Böyle kasıtlı orman yakanlar varsa, mutlaka, geçmişteki örneklerden cesaret alıyorlar.

*

Yerine göre teröristlerin orman yaktığı iddiaları da dile getiriliyor.

Kasıtlı orman yakmak, hiçbir hafifletici neden aranmaksızın, vatana ihanettir.

Somut olarak tespit edildiğinde de, yaptırımı o derece ağır olmalıdır.

*

Bir başka ve en yaygın “yangın nedeni”, insanımızın duyarsızlığı…

Ormanlık alanda piknik vatan vatandaşımız, şişe kırıklarını orada bırakıp gidiyor. Aşırı güneşli zamanlarda o şişe kırığı güneş ışığını ateşe dönüştürüyor ve kuru yapraklardan başlayarak yangın bir anda ormanı sarıyor.
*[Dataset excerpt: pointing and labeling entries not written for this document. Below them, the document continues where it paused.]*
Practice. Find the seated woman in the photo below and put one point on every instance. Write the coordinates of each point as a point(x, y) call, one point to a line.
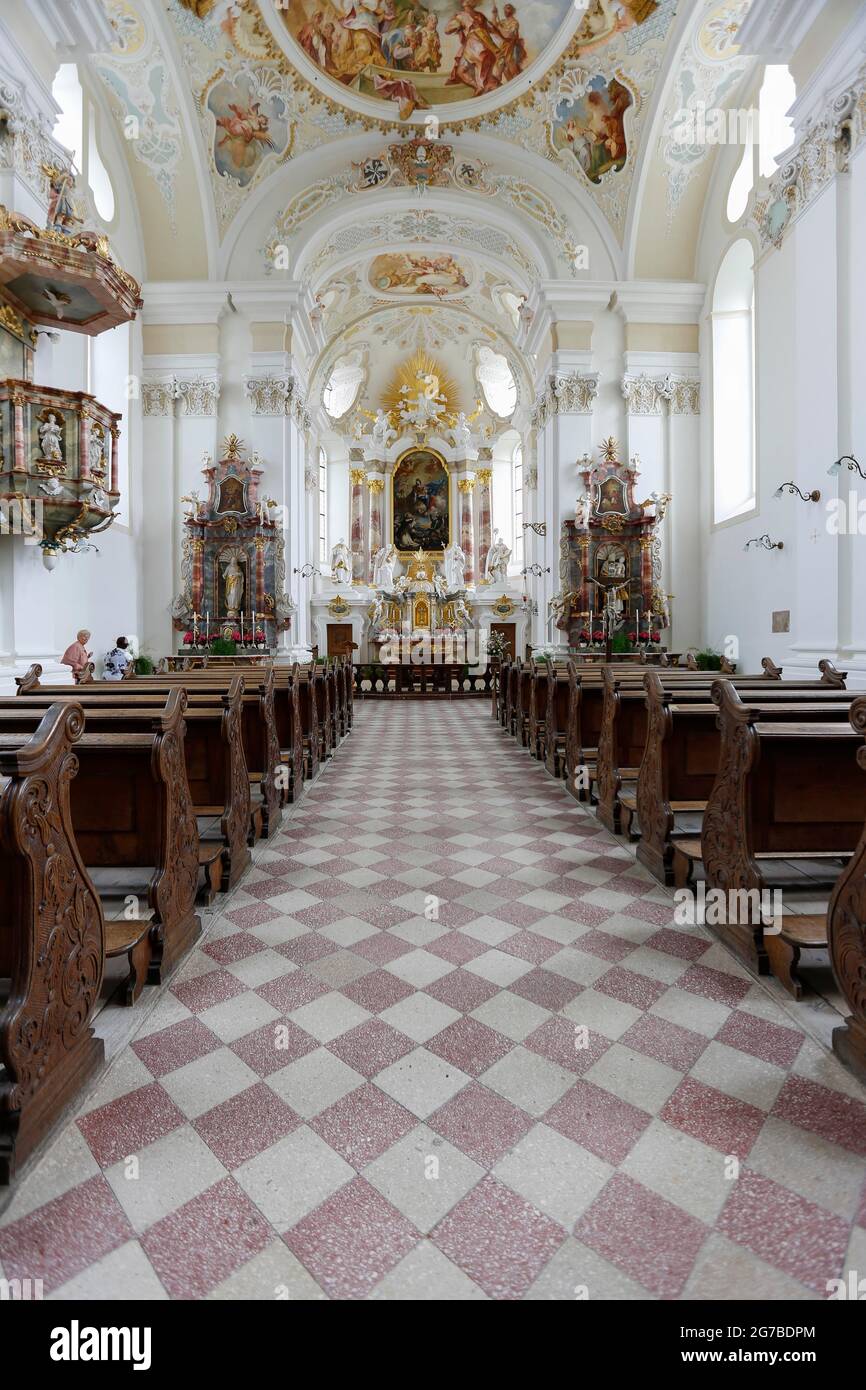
point(77, 655)
point(117, 660)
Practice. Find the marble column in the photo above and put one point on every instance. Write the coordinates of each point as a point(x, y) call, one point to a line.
point(467, 540)
point(357, 544)
point(376, 487)
point(484, 509)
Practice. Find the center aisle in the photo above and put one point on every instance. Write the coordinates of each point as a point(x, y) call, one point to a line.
point(446, 1043)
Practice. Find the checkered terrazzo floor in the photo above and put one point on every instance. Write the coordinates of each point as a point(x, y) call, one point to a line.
point(446, 1043)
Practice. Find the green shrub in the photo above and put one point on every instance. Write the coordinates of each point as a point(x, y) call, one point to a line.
point(708, 660)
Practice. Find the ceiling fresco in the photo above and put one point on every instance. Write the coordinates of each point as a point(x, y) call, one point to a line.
point(526, 89)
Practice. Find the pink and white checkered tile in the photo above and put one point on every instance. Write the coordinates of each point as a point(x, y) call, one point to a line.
point(448, 1043)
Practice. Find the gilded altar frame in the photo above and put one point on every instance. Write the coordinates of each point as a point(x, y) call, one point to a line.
point(403, 553)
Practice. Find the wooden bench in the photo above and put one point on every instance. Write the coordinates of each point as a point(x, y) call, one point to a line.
point(784, 790)
point(216, 770)
point(50, 937)
point(624, 723)
point(134, 820)
point(681, 756)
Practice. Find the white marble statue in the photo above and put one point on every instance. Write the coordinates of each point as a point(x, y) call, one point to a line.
point(560, 609)
point(49, 438)
point(376, 613)
point(382, 569)
point(234, 587)
point(96, 455)
point(496, 562)
point(462, 432)
point(341, 563)
point(455, 567)
point(382, 432)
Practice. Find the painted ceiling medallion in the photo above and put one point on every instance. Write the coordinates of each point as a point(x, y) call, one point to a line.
point(460, 57)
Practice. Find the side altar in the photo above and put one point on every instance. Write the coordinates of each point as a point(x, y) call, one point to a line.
point(234, 558)
point(610, 558)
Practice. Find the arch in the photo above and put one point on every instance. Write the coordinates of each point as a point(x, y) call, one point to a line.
point(733, 384)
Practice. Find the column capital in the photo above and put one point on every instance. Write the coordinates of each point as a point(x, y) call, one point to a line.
point(569, 394)
point(647, 395)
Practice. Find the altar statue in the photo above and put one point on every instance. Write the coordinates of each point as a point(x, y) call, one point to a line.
point(496, 563)
point(462, 432)
point(49, 438)
point(234, 587)
point(382, 432)
point(341, 563)
point(455, 567)
point(382, 569)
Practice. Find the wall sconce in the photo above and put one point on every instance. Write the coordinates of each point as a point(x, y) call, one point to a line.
point(791, 487)
point(765, 542)
point(850, 463)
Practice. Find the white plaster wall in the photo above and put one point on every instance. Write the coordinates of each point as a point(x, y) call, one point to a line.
point(811, 357)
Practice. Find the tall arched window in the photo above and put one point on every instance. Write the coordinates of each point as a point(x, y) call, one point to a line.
point(733, 320)
point(519, 531)
point(323, 508)
point(75, 128)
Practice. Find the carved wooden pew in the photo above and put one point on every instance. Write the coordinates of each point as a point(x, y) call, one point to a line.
point(623, 733)
point(847, 933)
point(134, 822)
point(538, 706)
point(309, 720)
point(259, 726)
point(216, 770)
point(556, 719)
point(50, 937)
point(784, 790)
point(681, 754)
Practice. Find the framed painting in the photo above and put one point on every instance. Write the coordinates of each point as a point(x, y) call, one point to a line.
point(420, 502)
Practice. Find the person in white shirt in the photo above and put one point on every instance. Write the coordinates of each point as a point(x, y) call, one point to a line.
point(117, 660)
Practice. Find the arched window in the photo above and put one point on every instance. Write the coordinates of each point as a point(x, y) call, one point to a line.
point(777, 96)
point(75, 128)
point(733, 321)
point(517, 480)
point(769, 134)
point(323, 508)
point(344, 385)
point(494, 375)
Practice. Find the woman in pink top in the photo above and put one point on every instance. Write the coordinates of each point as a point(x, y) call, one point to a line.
point(77, 655)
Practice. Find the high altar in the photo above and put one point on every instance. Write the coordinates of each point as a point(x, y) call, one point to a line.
point(234, 555)
point(612, 552)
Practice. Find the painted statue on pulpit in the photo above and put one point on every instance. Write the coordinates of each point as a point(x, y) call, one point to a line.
point(232, 577)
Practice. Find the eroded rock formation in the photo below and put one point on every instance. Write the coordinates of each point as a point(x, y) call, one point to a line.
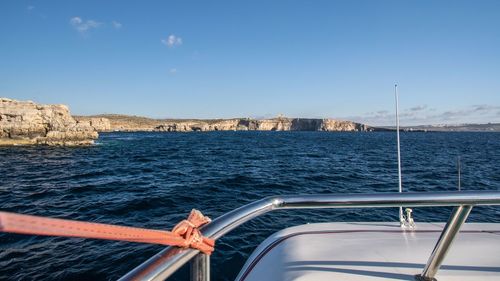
point(25, 122)
point(275, 124)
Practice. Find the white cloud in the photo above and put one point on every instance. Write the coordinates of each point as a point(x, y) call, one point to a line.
point(172, 41)
point(116, 24)
point(83, 26)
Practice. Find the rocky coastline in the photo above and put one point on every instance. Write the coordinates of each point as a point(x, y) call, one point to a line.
point(28, 123)
point(125, 123)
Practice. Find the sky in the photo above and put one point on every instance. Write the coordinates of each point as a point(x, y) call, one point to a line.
point(258, 59)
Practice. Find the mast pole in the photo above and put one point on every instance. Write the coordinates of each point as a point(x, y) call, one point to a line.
point(401, 217)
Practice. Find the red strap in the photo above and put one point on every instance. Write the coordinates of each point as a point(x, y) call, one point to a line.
point(185, 234)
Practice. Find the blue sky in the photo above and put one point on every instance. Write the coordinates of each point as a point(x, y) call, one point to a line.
point(221, 59)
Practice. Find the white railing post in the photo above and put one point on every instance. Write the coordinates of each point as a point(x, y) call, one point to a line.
point(200, 268)
point(447, 237)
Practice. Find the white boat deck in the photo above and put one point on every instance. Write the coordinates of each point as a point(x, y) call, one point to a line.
point(373, 251)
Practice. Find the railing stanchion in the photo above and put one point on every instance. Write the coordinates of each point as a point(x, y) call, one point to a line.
point(200, 268)
point(444, 242)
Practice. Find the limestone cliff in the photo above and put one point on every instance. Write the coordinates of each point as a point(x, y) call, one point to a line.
point(275, 124)
point(25, 122)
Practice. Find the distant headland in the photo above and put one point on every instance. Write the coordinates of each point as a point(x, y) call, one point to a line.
point(27, 123)
point(135, 123)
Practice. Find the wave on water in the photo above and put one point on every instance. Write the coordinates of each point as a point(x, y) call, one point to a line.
point(153, 180)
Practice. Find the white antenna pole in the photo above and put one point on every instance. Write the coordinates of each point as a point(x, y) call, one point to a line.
point(401, 218)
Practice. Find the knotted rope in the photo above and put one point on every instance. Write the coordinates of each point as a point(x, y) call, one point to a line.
point(185, 234)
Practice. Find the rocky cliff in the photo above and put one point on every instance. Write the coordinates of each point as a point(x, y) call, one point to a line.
point(134, 123)
point(25, 122)
point(275, 124)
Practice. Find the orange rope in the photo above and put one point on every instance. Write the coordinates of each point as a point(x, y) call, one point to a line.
point(185, 234)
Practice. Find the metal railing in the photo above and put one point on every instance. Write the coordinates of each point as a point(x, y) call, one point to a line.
point(169, 260)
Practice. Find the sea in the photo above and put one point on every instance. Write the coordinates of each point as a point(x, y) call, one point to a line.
point(153, 180)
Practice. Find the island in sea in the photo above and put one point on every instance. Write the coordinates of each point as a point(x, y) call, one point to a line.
point(29, 123)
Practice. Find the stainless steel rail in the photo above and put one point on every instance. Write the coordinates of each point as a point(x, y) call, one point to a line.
point(169, 260)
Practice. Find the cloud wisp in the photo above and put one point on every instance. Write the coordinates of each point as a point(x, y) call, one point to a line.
point(83, 26)
point(116, 25)
point(172, 41)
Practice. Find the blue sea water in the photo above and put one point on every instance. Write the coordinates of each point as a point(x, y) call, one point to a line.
point(153, 180)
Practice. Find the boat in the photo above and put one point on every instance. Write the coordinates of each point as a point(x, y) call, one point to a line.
point(454, 250)
point(355, 251)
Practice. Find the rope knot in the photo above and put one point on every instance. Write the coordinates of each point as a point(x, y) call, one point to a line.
point(188, 229)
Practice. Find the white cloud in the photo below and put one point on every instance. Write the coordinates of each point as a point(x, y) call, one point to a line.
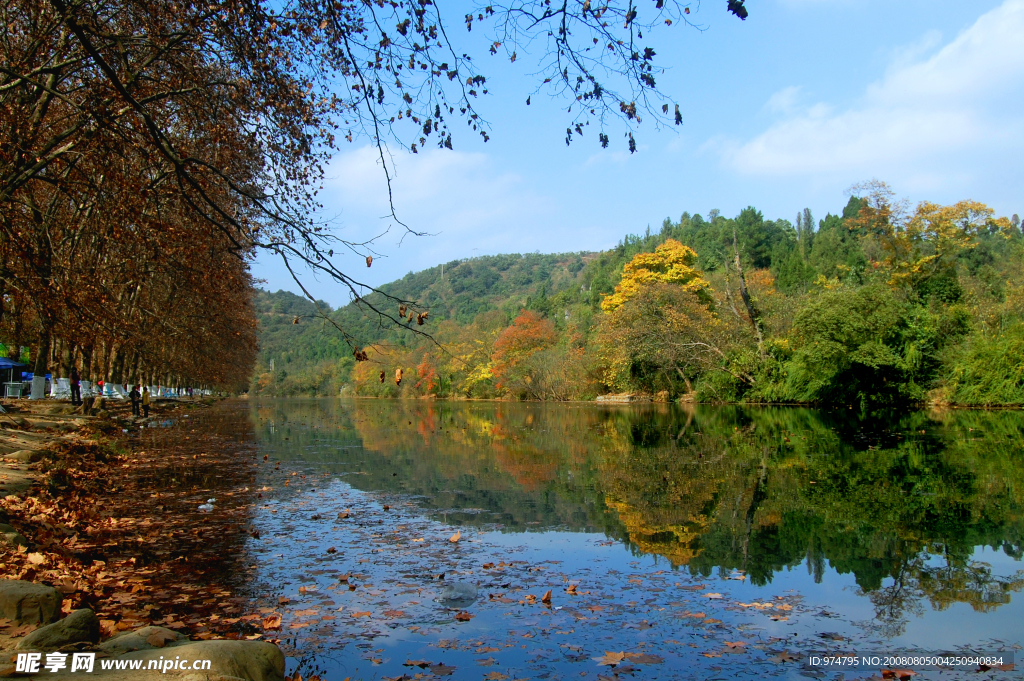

Ya da, dikkatsizce atılan sönmemiş sigara izmariti, tam söndürülmeden bırakılmış mangal ateşi…Benzeri umursamazlıklar…

*

Ormanlık alanlarda piknik yapanların “ızgara” zevkleri yüzünden kimbilir kaç hektar ormanımızın heba olduğunu düşündükçe, ‘ateş yakılması tümüyle yasaklansın ve yasağa rağmen ateş yakanlar en ağır şekilde cezalandırılsın’ demekten kendimizi alamıyoruz.

*

Yangın uçakları ile ilgili tartışmaya hiç girmeyelim.

Sorumluluk mevkiinde olanlar, vatanın akciğerleri yok olurken, hiçbir mazeretin arkasına sığınamazlar.

Ne yazık ki, vatandaş olarak bizlere, sadece ve sadece üzülmek, kahırlanmak düşüyor.

Peki vicdan azabı çekmesi gerekenler neredeler?